Les uns après les autres, les habitants des vieilles et vétustes maisons quittent les lieux. La boucherie ferme, suivie du café, du magasin en appareillage électronique et du fleuriste. Des squats apparaissent. Seules restent trois stations d’essence (Texaco et BP) et, sur le boulevard Grande-Duchesse Charlotte, le couple Lambert et Léon Schmit, un coiffeur proche de la retraite qui continue à faire tourner son salon « Figaro » au rez-de-chaussée d’un immeuble condamné et dégageant une odeur putride. Il s’en défend : « C’est pas comme si je voulais arrêter le progrès », il a simplement du mal à trouver un autre emplacement valable. Dans le discours médiatique et politique, la Stäreplaz devient une « plaie », un « Schandfleck am Westagank », un « cratère ». Périodiquement, au gré des changements politiques, un maire ou un ministre annonçait une percée imminente. Erna Hennicot-Schoepges le fit en 2000, Luc Frieden en 2003, Xavier Bettel en 2013. Or, après 25 ans et une centaine de procès, seuls les avocats ont été gagnants. La place de l’Étoile reste un bourbier politique.

En février 2007, les Qataris entrent en scène. John Jones, administrateur délégué d’Andromeda Investissement et actif dans l’immobilier international, signe un partenariat avec les investisseurs de la péninsule arabique, très friands en diversification et en objets immobiliers européens. Les pétrodollars permettent à Jones de racheter les terrains à un Willy Hein asphyxié par ses dettes auprès de la BCEE.

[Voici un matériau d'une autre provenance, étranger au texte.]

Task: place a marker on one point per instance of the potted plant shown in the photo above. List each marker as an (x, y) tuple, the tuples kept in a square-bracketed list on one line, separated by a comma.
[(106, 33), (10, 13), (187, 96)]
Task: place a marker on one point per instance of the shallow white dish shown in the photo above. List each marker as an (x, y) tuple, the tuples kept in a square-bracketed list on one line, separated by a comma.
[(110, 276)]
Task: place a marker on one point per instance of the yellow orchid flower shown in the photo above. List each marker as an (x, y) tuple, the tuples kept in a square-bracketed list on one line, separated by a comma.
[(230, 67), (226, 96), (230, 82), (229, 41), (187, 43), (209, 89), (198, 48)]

Pendant un moment, la situation semblait se débloquer. Jones réussit même à convaincre la veuve de l’intraitable Léon Lambert de vendre son terrain. Le vieux Lambert, ancien mécanicien, avait été le dernier habitant de la Place de l’Étoile. Lui et sa femme vivaient retranchés dans leur maison de campagne rattrapée par la ville, rattrapée par la prairie. La maison était entourée d’un jardin fleurissant et méticuleusement entretenu et d’un hangar rempli de oldtimers. Lambert avait livré, par avocats interposés, une éternelle guérilla judiciaire à Hein et à la Ville de Luxembourg. Pour faire annuler un permis d’expropriation, il plaida le classement de sa maison en « monument rare de l’habitation populaire du XVIIIe siècle ». À la Chambre des députés, Anne Brasseur déclara : « Deem gëtt awer nët Rechnung gedroen, well ech mengen, op där ganzer Stäreplaz wir kee Monument classé, et sief mir wéilten eppes erhale vun enger Zäit, fir ze soen, wéi ellen d’Entrée an d’Stad Lëtzebuerg eng Zäitche war. » Le terrain sur lequel se dressait le garage devra aujourd’hui être décontaminé.

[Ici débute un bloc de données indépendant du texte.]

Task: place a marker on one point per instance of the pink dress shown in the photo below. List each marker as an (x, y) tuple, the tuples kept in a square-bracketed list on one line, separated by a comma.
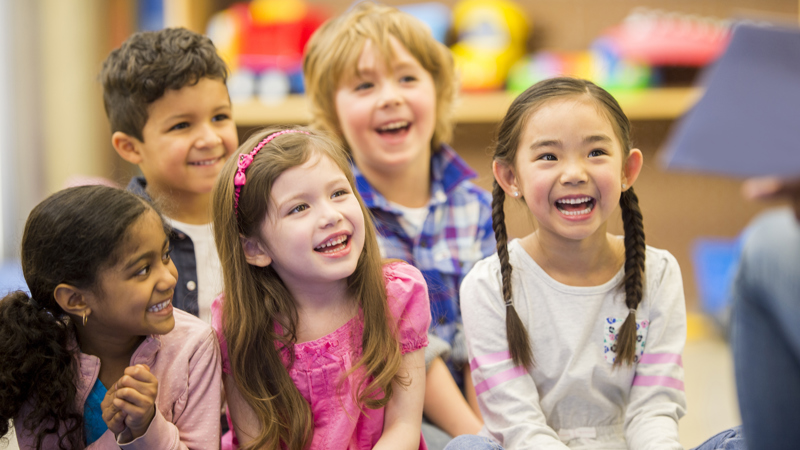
[(320, 364)]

John Jones pensait pouvoir débuter plus tôt. Or, le conseil communal amenda le PAP basé en large partie sur un projet datant de 1992. Trop haut et sans fenêtres sur les murs extérieurs, le shopping mall proposé initialement ressemblait à un sarcophage, du moins c’était l’appréciation des élus. En plus, le pont supposé relier les deux côtés de la route d’Arlon serait trop large et risquerait de transformer la rue en un tunnel. Au même moment, l’affaire Livange et Wickrange couvait, le nouveau centre Hamilius était en planification et Auchan 2 sur le Ban de Gasperich venait d’avoir le feu vert. Un autre centre commercial ? L’enthousiasme était limité.

Le conseil communal finit par adopter un nouveau PAP : 20 500 mètres carrés de galeries commerciales, 24 000 mètres carrés de bureaux et 14 500 mètres carrés pour du logement (le double de ce qui avait été prévu initialement). Le bourgmestre promit une diversification des produits vendus dans le centre commercial et évoqua des « articles de sport, de loisir et de décoration ». Klépierre, une société d'investissement spécialisé dans les centres commerciaux, manifesta son intérêt. La presse évoquait 450 nouveaux emplois.

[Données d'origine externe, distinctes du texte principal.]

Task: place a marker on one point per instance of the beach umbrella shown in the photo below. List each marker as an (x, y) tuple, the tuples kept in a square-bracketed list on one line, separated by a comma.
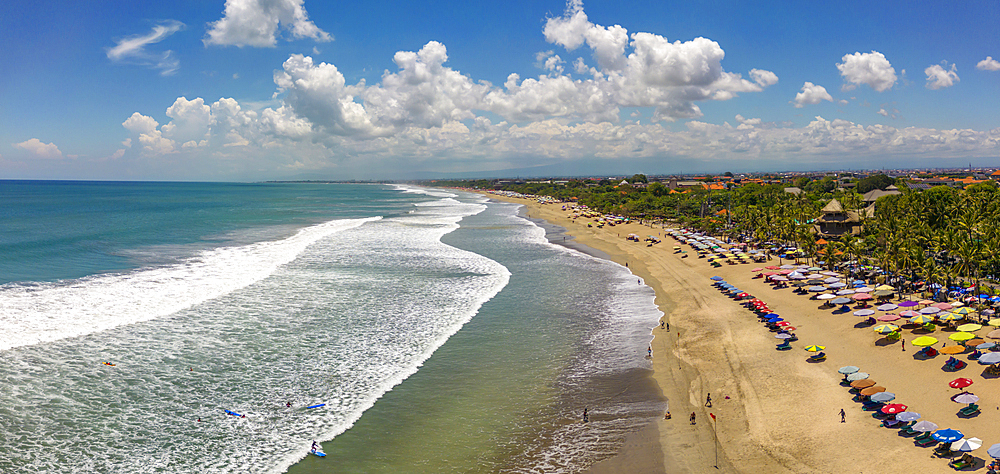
[(893, 408), (925, 426), (883, 397), (961, 336), (994, 451), (965, 398), (857, 376), (960, 382), (952, 350), (921, 319), (862, 383), (886, 328), (948, 435), (966, 445), (872, 390), (950, 317), (989, 358)]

Tout était donc prêt. Juste un petit détail clochait. La lune de miel entre Jones et Hein avait été de courte durée. Le promoteur luxembourgeois avait gardé quelques lopins de terre, une réserve stratégique, qui lui servirait de minorité de blocage. John Jones s’était-il fait avoir par l’ancien policier ? La collaboration avec le promoteur coriace n’est pas de tout repos. En 2012, les Qataris sortent du capital et reconvertissent leur investissement en prêt. C’est désormais John Jones qui est exposé, empêtré dans un dossier où rien ne bouge avec Willy Hein en franc-tireur. Et même si le promoteur anglais voulait vendre, ce serait difficile de trouver un repreneur assez téméraire.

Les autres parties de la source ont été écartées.